On equipment selection, the How to Specify a Cold Chamber Die Casting Machine: Locking Force, Shot Weight and Alloy guide translates tonnage and shot weight into the per-shot cost math that underpins every quote on Rongmaofa's published FOB table.
When Aluminum Die Casting Is and Isn't the Right Process

Aluminum HPDC is the right call above 1,000 pieces/year when the part is thin-walled (≥2.0 mm), net-shape or near-net-shape, and the alloy can be a standard Al-Si such as A380 or ADC12 [S1][S2]. It is the wrong call below roughly 200 pieces/year, for parts larger than 1.5 m in any single axis, for any design that requires post-cast T6 heat treatment of safety-critical sections, or where a steel or plastic alternative (sheet metal, Metal Stamping, extrusion, or injection molding) is materially cheaper at the target volume [S1][S6].

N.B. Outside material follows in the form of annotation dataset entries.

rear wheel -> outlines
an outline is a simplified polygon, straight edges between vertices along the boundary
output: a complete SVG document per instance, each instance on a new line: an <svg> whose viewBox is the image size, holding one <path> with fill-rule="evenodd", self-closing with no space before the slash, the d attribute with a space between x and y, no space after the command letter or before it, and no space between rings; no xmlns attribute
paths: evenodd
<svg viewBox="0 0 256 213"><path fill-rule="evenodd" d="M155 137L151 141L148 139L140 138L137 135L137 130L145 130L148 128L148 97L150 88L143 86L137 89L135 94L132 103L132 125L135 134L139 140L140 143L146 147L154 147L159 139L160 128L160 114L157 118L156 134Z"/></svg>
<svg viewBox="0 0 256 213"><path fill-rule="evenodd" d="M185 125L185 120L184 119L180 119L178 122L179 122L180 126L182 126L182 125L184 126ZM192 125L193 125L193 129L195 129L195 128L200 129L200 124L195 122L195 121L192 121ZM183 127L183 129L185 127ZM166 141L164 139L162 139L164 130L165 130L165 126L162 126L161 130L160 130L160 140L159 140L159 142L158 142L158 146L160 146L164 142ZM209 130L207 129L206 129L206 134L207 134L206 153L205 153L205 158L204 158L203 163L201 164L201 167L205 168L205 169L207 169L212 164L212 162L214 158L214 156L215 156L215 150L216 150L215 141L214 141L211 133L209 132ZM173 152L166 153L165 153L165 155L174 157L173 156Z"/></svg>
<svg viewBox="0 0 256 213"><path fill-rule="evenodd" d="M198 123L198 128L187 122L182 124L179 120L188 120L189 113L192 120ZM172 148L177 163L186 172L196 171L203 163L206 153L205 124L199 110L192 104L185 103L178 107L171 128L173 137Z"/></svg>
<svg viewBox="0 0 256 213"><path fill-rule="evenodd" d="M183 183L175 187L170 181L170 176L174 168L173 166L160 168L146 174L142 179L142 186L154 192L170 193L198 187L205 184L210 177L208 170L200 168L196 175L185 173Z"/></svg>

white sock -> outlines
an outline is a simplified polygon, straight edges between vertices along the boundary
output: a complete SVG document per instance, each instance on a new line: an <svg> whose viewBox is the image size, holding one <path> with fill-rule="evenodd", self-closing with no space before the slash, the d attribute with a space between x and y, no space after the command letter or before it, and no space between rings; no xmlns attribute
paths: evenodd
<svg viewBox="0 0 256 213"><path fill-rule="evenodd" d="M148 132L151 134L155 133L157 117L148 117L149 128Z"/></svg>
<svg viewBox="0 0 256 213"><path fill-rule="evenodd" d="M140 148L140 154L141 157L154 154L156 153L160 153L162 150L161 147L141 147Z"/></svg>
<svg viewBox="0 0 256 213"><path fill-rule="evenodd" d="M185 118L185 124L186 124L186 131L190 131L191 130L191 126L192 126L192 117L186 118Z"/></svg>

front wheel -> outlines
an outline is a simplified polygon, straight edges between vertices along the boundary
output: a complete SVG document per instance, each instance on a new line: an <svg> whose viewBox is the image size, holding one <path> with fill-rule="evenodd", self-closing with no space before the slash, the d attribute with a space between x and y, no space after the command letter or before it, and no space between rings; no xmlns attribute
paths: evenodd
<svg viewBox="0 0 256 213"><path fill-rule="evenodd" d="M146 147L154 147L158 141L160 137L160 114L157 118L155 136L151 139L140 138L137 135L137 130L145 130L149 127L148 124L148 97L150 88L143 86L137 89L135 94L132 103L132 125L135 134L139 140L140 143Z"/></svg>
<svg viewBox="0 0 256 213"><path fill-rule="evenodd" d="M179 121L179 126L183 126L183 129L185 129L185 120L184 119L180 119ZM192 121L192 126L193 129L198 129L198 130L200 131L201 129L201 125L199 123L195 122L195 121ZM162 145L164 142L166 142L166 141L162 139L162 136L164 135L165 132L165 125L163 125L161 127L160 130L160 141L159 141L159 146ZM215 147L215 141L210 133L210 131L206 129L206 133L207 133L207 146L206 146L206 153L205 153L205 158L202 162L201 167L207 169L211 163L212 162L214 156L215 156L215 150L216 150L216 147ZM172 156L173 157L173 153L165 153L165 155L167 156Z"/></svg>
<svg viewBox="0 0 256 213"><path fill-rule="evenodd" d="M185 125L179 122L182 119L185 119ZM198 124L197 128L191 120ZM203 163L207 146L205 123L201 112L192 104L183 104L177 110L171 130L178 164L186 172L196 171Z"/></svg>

Trackable next signal: published 2026 HPDC market reports at the US$4,490 entry price tier on Research and Markets are scheduled to update as the year progresses [S10]. Trackable second signal: per-piece FOB ranges on Made-in-China for both HPDC and gravity castings are refreshed roughly every 30–60 days, so a re-pull in Q4 2026 will show whether the 2026 US$0.10–$15.60 band is widening or compressing as energy and alloy surcharges move.